Because the world today is full of the half-dead:

Robbed by false ideologies,

Wounded by sin,

Passed over by politics, philosophy, and even religion.

And we — the Church — know where healing is found.

We know:

That Christ is the only Saviour,

That the sacraments are the means of grace,

That the Church is the inn where healing continues,

And that He will return.

So how can we remain silent?

This is not the time for comfortable religion.
This is not the time to be spectators of a wounded world.
This is the time to evangelise — boldly, joyfully, unapologetically.

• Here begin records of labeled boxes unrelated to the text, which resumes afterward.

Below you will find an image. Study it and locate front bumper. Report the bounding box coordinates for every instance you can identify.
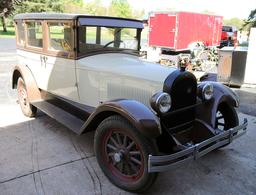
[148,119,248,172]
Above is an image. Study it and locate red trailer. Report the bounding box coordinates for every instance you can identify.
[148,12,222,51]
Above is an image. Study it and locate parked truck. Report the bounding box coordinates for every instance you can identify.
[147,12,222,70]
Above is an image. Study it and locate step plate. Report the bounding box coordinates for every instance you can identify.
[31,100,85,134]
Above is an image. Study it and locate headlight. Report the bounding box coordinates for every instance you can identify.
[150,92,172,113]
[202,83,213,100]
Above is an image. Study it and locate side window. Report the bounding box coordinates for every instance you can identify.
[26,22,43,48]
[16,20,25,46]
[86,27,97,44]
[48,22,74,52]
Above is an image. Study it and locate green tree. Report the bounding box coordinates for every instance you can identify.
[84,0,107,16]
[108,0,132,18]
[15,0,65,14]
[223,18,244,29]
[0,0,22,32]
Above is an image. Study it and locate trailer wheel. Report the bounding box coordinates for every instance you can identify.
[17,77,37,117]
[94,115,157,192]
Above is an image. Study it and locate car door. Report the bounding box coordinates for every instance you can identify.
[42,21,78,101]
[21,20,44,88]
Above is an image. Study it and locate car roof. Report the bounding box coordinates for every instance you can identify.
[14,12,142,22]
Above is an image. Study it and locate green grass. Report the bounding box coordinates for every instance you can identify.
[0,26,15,38]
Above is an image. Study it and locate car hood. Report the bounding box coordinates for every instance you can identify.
[77,53,176,83]
[76,53,178,107]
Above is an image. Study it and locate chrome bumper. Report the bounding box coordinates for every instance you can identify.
[148,119,248,172]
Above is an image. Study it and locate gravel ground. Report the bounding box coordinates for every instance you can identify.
[0,39,256,195]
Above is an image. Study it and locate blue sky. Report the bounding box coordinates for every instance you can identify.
[84,0,256,19]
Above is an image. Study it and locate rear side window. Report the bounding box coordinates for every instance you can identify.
[48,22,74,52]
[26,22,43,48]
[222,26,232,32]
[16,20,25,46]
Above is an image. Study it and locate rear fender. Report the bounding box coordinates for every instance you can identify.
[12,64,41,102]
[196,82,239,128]
[80,99,161,138]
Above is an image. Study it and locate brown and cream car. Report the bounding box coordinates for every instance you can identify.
[12,13,247,192]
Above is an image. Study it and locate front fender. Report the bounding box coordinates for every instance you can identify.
[12,64,41,102]
[80,99,162,138]
[196,81,239,127]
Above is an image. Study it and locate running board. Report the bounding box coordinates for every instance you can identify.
[31,100,85,134]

To speak His name. To offer His mercy.
To bring the wounded to the inn — the Church — and to say:
“Here is where you will be made whole.”

To evangelise is to bring the broken to the only One who can heal.
It is to offer what we ourselves have received:
– Mercy when we did not deserve it,
– Grace when we could not earn it,
– Truth when we were lost in lies.

So when Jesus says, “Go, and do likewise,”
He is sending us out as witnesses.

We do not need to be perfect.
We only need to be faithful.
To show the world the same Christ who found us bleeding on the road,
and carried us home.

Let us go, then —
Not as bystanders, but as evangelists.
Not as cultural Catholics, but as apostolic ones.
Let us proclaim Christ,
Offer the sacraments,
And bring the wounded home to the Church.

We Catholics have been given what the world needs:

Sacramental grace

Doctrinal truth

A Church that is Christ’s own Body

So let’s not be ashamed of our faith.

Let’s not apologise for being Catholic.

Let’s show, in word and in deed, that the fullness of healing is found here —
in Christ, through His Church, by His sacraments.

So go. Don’t hide your Catholic faith — proclaim it, confidently.
Not as your opinion, but as the truth that saves.

And when Christ returns — and He will — may He find you not standing at a distance, but serving with love, bringing others to the grace He gave to you.